Prof. Feng’s team, adopting molecular dynamics simulation and taking the hydrophilicity/hydrophobicity of ionic liquid as a focus, found that the utilization of hydrophilic ionic liquid can effectively prevent water in humid ionic liquid from adsorbing on the surface of negatively charged electrodes, and thus avoid the reduction of operating voltage. This solution is suitable for electrodes with different materials. According to the analysis of the simulation results, the corresponding microscopic mechanisms and realization principles were further elaborated: van der Waals and electrostatic interactions from electrodes and ionic liquids determine where the water should be, making the water in the hydrophilic ionic liquid away from electrode surface. The results of the molecular simulation were verified experimentally by their collaborators from Xiamen University.

From the perspective of microscopic interface and energy/mass transfer, taking the electrode-electrolyte solid-liquid interface in energy storage devices as the research focus, this work revealed the working mechanism of the influence of different ionic liquids on the adsorbed water on the polarized electrode surface, and gave the solution and realization principles. The results could not only help to understand the energy storage mechanism of ionic liquid supercapacitors, but also provide new ideas and solutions for the development and design of supercapacitors, which would also be beneficial to the application of ionic liquids in other fields taking electrode-electrolyte interface as the key component. They furthermore help to utilize the simulation and modeling to investigate the micro/nanoscale interface and energy transfer phenomenon.

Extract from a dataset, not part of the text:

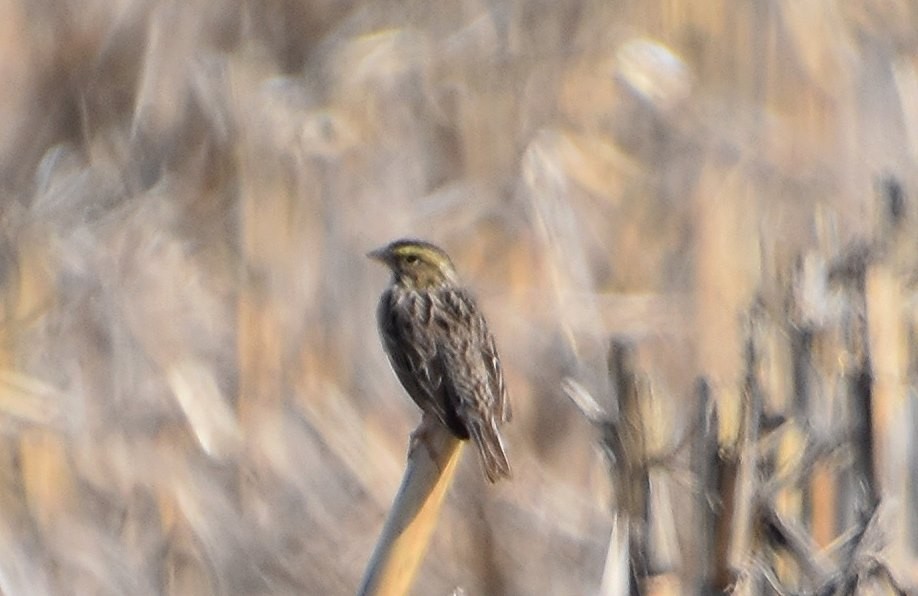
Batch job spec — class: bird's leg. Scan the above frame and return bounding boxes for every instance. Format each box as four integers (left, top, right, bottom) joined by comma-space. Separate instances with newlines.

The first and second authors of this paper are Sheng Bi and Runxi Wang respectively, the Ph.D. candidates of the School of Energy and Power Engineering. The corresponding authors are Prof. Guang Feng, Prof. Jiawei Yan from Xiamen University, and Prof. Alexei Kornyshev from Imperial College London. This work was funded by the National Natural Science Foundation of China (51876072) and Shenzhen Basic Research Project (JCYJ20170307171511292).